Encoding Desired Deformation Profiles in Endoscope-Like Soft Robots
Daniel S. Esser, Margaret Rox, Robert P. Naftel, D. Caleb Rucker, Eric J. Barth, Alan Kuntz, Robert J. Webster
- 发表年份
- 2024
- 引用次数
- 3
摘要
Prior models of continuously flexible robots typically assume uniform stiffness, and in this paper we relax this assumption. Geometrically varying stiffness profiles provide additional design freedom to influence the motions and workspaces of continuum robots. These results are timely, because with recent rapid advancements in multimaterial additive manufacturing techniques, it is now straightforward to create more complex stiffness profiles in robots.
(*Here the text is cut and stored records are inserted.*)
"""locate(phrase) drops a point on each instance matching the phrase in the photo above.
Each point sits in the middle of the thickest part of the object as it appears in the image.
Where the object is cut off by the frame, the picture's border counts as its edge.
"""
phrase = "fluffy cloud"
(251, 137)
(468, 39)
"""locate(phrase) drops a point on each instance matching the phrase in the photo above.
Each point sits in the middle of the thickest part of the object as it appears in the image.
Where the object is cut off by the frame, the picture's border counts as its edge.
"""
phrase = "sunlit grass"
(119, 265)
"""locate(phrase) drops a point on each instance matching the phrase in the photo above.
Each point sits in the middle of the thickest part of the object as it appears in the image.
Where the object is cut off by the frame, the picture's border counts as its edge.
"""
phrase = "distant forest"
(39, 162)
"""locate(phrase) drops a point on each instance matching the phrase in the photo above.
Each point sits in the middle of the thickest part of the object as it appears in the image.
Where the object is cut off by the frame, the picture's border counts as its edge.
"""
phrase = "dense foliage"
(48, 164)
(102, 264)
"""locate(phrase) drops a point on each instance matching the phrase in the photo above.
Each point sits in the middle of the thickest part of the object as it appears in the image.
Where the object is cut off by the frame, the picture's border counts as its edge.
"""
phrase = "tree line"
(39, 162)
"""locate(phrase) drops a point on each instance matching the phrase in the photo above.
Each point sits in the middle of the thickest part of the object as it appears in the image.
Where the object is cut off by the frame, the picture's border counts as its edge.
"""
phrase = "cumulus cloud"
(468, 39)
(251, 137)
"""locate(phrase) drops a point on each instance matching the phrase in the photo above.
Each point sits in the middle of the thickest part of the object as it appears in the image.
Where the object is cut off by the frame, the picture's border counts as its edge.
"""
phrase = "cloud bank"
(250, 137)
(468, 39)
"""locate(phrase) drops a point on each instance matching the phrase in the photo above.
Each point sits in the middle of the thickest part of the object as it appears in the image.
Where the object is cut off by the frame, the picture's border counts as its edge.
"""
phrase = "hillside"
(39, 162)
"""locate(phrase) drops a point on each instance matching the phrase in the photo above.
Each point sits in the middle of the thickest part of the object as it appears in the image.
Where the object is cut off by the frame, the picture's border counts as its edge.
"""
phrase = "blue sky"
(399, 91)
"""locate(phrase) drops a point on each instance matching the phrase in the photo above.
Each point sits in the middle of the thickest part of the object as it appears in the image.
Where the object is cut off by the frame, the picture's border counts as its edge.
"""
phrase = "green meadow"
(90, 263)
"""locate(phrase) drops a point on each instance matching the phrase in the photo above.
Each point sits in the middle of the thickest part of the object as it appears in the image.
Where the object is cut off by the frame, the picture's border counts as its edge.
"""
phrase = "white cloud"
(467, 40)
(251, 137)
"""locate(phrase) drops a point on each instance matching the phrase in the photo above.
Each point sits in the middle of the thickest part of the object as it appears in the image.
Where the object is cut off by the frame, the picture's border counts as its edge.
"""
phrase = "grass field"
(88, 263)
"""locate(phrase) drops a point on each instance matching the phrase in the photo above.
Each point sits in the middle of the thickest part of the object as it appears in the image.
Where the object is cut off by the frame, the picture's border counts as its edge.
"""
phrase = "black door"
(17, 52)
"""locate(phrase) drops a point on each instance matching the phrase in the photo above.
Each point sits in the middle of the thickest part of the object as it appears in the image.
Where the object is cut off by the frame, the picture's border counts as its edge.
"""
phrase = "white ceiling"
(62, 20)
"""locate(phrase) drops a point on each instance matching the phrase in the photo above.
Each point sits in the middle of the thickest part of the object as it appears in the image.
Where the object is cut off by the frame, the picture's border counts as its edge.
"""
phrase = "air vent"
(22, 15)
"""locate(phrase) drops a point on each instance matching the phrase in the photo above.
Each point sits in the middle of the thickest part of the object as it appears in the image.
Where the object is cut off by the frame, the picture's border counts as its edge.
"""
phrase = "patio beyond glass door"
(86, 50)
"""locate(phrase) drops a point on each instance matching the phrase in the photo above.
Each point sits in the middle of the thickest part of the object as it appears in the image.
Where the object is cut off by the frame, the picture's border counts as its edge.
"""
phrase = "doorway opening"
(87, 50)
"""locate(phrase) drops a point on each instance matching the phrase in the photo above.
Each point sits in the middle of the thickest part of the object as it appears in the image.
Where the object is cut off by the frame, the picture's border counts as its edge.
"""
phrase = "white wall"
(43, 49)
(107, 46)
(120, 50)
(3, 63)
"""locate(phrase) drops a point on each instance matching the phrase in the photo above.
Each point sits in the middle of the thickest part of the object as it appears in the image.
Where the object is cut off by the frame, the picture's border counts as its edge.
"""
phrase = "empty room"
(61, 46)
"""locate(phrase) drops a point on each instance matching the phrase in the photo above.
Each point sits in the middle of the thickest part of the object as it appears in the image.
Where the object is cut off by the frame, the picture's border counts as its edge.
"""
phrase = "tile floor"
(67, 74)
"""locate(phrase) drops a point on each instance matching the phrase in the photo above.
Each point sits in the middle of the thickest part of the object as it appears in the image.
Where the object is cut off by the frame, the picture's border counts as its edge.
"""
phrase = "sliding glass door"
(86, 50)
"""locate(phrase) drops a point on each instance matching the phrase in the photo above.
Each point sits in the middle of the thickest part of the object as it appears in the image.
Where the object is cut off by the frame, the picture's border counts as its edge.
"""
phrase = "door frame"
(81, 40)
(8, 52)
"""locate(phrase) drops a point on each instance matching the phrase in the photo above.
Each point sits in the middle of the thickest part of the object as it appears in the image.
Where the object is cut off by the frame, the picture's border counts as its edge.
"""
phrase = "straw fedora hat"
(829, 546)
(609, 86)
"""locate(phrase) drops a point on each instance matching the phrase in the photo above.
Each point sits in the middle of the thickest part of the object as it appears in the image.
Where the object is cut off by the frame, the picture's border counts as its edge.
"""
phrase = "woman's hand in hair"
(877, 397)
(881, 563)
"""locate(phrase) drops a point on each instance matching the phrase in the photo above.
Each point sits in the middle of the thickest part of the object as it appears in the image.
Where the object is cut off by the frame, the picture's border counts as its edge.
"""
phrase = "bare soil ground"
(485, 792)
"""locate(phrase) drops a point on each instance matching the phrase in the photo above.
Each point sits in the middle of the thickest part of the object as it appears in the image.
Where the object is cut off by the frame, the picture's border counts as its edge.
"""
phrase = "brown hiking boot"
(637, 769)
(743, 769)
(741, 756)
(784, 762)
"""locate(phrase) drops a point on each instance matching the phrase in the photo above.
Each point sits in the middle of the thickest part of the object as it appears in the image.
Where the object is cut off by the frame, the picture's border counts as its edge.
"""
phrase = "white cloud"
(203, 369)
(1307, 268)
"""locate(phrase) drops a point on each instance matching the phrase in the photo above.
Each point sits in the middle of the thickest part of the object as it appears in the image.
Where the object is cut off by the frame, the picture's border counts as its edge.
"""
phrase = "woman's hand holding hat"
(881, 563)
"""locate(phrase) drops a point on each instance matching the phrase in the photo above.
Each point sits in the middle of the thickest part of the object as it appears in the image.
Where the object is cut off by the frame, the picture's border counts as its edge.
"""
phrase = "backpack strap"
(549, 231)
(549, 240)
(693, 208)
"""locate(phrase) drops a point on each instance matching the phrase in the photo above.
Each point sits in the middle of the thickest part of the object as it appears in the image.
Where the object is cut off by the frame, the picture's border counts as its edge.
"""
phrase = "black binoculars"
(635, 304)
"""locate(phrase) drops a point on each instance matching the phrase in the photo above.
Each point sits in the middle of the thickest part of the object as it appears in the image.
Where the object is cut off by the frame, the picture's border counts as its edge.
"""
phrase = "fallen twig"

The key insight of this paper is to project forces and moments applied to the robot onto its center of stiffness (i.e. the Young's modulus-weighted center of each cross section). We show how the center of stiffness can be thought of as analogous to a "precurved backbone" in a robot with uniform stiffness. This analogy enables a large body of prior work in Cosserat Rod modeling of such robots to be applied directly to those with stiffness variations. We experimentally validate this approach using multimaterial, soft, tendon-actuated robots. Lastly, to illustrate how these results can be used in practice, we investigate how stiffness variation can improve performance in a neurosurgical task.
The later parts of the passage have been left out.